Pour ceux qui partent vers le sud depuis Santiago, la manchotière de Piñihuil (qui se nomme « pingüinera » en espagnol, donc) est une destination tout indiquée. Elle se trouve à environ 1h30 de route d’Ancud, ville du nord de l’île de Chiloé. Là aussi on approche les manchots, de Humboldt (Spheniscus humboldti) et de Magellan (Spheniscus magellanicus), par bateau (prenez bien soin de réserver votre place à l'avance, et de vérifier les horaires des 3 bus quotidiens, hors fins de semaine, si vous n'avez pas de véhicule). Les premiers sont identifiables par leur bande noire et la base un peu rosée de leur bec, les seconds par leur double bande noire. On peut facilement les observer sur leurs rochers en février, période à laquelle les manchots adultes muent. L’absence de plumage ne leur permet pas de se mettre à l’eau pendant 20 jours. En mars ils quittent peu à peu les îles à la recherche de nourriture, sans remettre la patte sur la terre ferme avant le mois d’août.

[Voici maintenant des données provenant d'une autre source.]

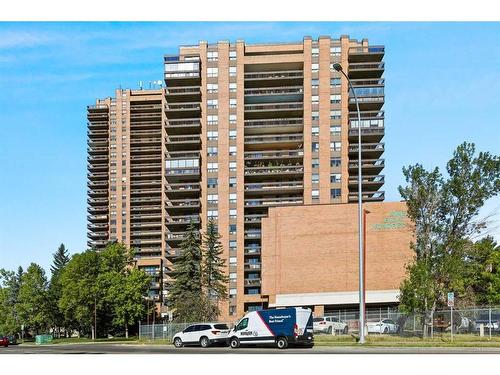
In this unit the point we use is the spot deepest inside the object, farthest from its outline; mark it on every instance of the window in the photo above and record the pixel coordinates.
(335, 98)
(242, 325)
(211, 151)
(335, 115)
(335, 162)
(335, 82)
(334, 178)
(335, 51)
(212, 182)
(212, 119)
(212, 88)
(212, 103)
(212, 55)
(334, 129)
(335, 146)
(212, 72)
(213, 167)
(212, 135)
(335, 193)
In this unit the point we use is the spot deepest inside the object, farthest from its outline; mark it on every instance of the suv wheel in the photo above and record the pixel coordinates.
(178, 342)
(204, 342)
(282, 343)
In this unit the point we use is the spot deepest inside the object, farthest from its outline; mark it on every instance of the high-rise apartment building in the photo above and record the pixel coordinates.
(237, 129)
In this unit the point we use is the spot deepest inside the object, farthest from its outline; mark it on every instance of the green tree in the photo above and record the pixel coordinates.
(80, 290)
(126, 294)
(61, 259)
(186, 297)
(214, 280)
(32, 299)
(444, 213)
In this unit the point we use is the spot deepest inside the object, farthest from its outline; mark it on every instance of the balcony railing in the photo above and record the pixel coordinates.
(275, 90)
(274, 154)
(273, 107)
(367, 163)
(274, 138)
(275, 75)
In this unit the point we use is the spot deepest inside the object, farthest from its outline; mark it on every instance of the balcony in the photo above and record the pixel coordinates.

L’île Choros, au nord de La Serena

Si vous allez vers le nord depuis Santiago, vous pourrez en voir (depuis un bateau), sur l’isla Choros, au nord de La Serena, autour de laquelle gravitent également des lions de mer (lobos marinos) et des dauphins. L’île fait partie de la réserve nationale des manchots de Humboldt, avec les îles Damas et Chañaral. Mieux vaut emporter des jumelles, car les manchots se confondent facilement avec les rochers.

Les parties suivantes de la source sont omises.